Mature and multi-product
Once you’re at maturity as a company (think public company or 1k+ employees), you are likely to be a critical application for many important customers and are seeking smaller incremental improvements to your key product and business metrics. You may be running many concurrent experiments or have teams dedicated to improving different aspects of the user journey.
A new consideration will be “efficiency”—how much investment is required to help onboard, activate, and retain customers, especially around the human interventions (via sales, customer success/support, etc.) needed. Therefore, you may be focussed on reducing the number of support tickets or may want to incorporate more self-serve resources for smaller customers with lower LTV for your company.Â
Some smart ways to leverage DAPs to drive more efficiency include:
- Having prospects start trials/evaluations on their own and guiding them through key workflows
- Prompting (in-app) high-intent prospects or triallers in your product to book calls with your sales team
- Encouraging lower-value prospects and customers to join webinars or eventsÂ
- Deflecting tickets through signposting self-serve help resources
- Offering CMD+K search and AI answers for users to find resolutions to their questions on their own
- Running scaled user research and feedback programs using microsurveys
When running extensive in-app campaigns, it’s important not to overuse this channel and interrupt users.
Some important features within sophisticated DAPs can help avoid this, including:Â
- Rate Limiting aka Frequency Capping (ideally multiple limits/caps based on type of user or type of Experience)

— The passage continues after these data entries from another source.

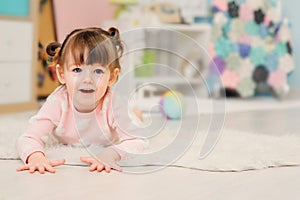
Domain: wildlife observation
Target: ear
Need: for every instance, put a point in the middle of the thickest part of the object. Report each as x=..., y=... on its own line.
x=60, y=74
x=113, y=76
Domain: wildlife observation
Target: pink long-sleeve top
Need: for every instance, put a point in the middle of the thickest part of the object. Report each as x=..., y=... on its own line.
x=105, y=126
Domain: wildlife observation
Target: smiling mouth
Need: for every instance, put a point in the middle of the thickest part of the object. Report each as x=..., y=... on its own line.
x=87, y=91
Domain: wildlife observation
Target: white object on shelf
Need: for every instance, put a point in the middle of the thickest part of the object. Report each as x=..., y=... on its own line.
x=174, y=51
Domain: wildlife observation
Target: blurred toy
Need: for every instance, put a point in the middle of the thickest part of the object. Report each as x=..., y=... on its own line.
x=167, y=13
x=172, y=104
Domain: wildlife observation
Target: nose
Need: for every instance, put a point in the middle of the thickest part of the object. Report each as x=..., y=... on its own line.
x=88, y=77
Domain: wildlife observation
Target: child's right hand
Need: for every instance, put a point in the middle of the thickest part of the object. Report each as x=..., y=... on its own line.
x=39, y=162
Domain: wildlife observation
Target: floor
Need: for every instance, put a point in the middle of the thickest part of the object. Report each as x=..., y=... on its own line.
x=73, y=182
x=169, y=183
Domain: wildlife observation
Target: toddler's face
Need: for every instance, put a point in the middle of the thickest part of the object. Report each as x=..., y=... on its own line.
x=86, y=85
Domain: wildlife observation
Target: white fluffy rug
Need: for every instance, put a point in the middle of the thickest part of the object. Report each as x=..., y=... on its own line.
x=235, y=151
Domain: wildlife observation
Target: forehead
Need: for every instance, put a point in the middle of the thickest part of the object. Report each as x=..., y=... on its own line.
x=88, y=52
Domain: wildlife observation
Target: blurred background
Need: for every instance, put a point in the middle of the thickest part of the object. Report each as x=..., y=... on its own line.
x=206, y=48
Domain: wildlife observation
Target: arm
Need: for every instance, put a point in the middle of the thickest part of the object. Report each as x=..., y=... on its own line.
x=30, y=145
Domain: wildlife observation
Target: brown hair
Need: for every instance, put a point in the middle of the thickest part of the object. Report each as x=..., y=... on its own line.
x=88, y=46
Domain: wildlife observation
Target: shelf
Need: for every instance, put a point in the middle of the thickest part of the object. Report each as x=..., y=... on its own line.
x=189, y=28
x=167, y=80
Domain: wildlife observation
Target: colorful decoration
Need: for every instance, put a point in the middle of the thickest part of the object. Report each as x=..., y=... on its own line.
x=251, y=50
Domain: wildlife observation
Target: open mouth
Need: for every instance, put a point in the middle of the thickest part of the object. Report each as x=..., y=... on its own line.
x=87, y=91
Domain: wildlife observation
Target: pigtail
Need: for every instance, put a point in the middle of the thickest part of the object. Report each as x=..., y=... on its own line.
x=115, y=37
x=53, y=50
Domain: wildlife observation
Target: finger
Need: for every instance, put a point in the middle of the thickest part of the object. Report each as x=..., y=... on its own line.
x=93, y=167
x=117, y=168
x=86, y=160
x=107, y=168
x=55, y=163
x=50, y=169
x=32, y=169
x=100, y=167
x=41, y=169
x=22, y=168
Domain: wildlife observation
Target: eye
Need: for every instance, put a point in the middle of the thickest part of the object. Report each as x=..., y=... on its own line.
x=77, y=70
x=99, y=71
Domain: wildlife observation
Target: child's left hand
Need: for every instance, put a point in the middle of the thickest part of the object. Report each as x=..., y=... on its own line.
x=105, y=161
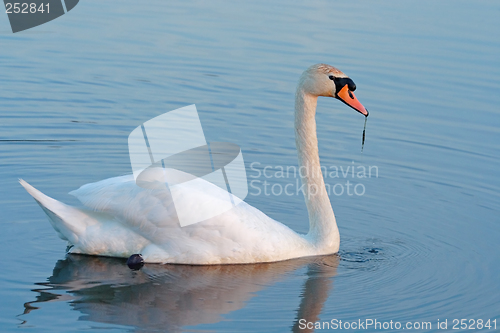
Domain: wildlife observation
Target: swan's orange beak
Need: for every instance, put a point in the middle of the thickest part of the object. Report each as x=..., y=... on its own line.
x=347, y=96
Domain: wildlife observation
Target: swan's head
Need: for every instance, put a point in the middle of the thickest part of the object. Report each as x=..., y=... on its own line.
x=326, y=80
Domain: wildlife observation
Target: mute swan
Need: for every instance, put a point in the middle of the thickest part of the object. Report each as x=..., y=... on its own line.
x=125, y=219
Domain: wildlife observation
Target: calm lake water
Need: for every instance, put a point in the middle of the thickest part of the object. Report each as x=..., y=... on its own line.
x=419, y=239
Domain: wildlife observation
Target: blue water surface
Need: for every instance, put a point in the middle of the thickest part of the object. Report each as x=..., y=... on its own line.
x=419, y=244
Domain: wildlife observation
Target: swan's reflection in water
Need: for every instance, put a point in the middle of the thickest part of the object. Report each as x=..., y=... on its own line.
x=169, y=297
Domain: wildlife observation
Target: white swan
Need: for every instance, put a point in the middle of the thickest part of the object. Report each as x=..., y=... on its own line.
x=125, y=219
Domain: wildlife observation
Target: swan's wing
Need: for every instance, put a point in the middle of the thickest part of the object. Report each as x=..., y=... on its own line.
x=242, y=232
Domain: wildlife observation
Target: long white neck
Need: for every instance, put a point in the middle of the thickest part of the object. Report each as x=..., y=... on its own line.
x=323, y=231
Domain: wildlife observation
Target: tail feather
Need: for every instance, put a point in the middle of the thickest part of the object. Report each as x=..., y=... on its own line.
x=69, y=222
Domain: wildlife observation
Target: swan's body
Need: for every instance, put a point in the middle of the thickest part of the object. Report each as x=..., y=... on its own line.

- Publishing controls (only letting certain people be able to deploy in-app Experiences live to users)
- Embedded patterns – these are non-intrusive and interruptive, so they are less risky
- Smart triggers, such as a timed or smart delay (when users are paused) or requiring a user to click/hover on an existing element or added iconÂ
In addition, you’ll want to ensure you like your provider's Customer Success team and that they can truly add value to help your team become experts.